Einer der bedeutendsten evangelischen Theologen, der sich für eine Neuentdeckung des vergessenen Sakraments der Buße in der Beichte eingesetzt hat, war Dietrich Bonhoeffer (1906–1945). Er wusste: Es muss in der Verkündigung Raum für den Bußgedanken geben. Aber das meinte er nie gesetzlich: Von Sünde und Schuld wollte er allein im Licht des Evangeliums gesprochen wissen. „Schulderkenntnis gibt es nur aufgrund der Gnade Christi, aufgrund des Griffes Christi nach dem Abfallenden“, notierte er. In solcher Schulderkenntnis nehme der Prozess der Gleichgestaltung des Menschen mit Christus seinen Anfang. Echte Schulderkenntnis erwachse nicht aus den Erfahrungen der Auflösung und des Verfalls, sondern nur durch den Blick auf die Gestalt Christi selbst. Von ihm abgesehen sei alles Denken über den Menschen unfruchtbare Abstraktion.
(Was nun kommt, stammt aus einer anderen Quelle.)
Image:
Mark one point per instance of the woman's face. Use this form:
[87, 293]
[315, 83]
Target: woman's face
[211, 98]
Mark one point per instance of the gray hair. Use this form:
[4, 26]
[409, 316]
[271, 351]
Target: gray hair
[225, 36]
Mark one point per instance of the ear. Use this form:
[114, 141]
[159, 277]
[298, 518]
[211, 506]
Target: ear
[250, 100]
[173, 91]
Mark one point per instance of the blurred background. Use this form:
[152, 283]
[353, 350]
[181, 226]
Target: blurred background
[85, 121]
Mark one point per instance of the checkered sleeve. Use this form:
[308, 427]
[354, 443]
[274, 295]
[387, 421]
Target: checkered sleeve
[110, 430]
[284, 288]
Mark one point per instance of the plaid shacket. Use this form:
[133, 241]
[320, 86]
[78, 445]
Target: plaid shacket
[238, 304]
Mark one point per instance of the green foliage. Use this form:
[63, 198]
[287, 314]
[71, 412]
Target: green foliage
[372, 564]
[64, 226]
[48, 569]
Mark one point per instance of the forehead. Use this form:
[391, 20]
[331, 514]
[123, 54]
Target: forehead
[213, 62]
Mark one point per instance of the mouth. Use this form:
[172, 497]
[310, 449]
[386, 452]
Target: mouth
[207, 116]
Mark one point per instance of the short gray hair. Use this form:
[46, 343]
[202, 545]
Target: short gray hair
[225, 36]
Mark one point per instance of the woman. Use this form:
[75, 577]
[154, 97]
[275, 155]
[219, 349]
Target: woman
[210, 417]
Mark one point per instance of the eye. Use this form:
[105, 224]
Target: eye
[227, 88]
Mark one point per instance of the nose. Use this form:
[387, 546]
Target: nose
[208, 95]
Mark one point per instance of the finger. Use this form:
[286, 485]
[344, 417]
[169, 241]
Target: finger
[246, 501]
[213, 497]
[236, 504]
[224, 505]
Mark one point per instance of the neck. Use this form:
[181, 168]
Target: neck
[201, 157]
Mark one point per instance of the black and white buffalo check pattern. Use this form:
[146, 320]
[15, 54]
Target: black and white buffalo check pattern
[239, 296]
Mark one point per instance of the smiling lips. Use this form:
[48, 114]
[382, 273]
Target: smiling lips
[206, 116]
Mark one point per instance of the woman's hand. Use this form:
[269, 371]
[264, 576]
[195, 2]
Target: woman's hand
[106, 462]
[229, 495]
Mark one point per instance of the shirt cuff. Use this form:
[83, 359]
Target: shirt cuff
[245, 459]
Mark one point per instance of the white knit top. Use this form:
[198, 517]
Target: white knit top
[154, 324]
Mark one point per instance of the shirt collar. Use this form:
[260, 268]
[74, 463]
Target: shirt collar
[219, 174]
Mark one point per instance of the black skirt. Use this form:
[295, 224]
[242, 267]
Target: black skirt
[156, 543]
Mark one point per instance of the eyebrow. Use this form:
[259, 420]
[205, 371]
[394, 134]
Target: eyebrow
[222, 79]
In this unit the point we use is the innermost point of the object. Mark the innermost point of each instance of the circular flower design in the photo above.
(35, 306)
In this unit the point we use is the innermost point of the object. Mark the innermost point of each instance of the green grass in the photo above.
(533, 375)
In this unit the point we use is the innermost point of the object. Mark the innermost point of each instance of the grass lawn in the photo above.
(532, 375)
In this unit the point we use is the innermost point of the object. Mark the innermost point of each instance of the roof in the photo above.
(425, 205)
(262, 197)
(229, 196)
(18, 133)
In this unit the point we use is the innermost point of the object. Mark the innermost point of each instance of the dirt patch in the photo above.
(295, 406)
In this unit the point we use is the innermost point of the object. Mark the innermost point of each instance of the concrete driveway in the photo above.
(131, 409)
Darum aber sei der Ort, an dem echte Schulderkenntnis wirklich werde, die Kirche als „jene Gemeinschaft von Menschen, die durch die Gnade Christi zur Erkenntnis der Schuld an Christus geführt worden ist“. Das zweifellos schwerfallende Aufzählen konkreter Sünden vor einem anderen, seinerseits nicht sündlosen Menschen sei dennoch „ein Angebot göttlicher Hilfe für den Sünder“. Gerade darum ereigne sich in der Beichte zugleich der „Durchbruch zur Gemeinschaft“. Wäre hier nicht manch kirchlich und pastoral Hochrelevantes neu zu entdecken?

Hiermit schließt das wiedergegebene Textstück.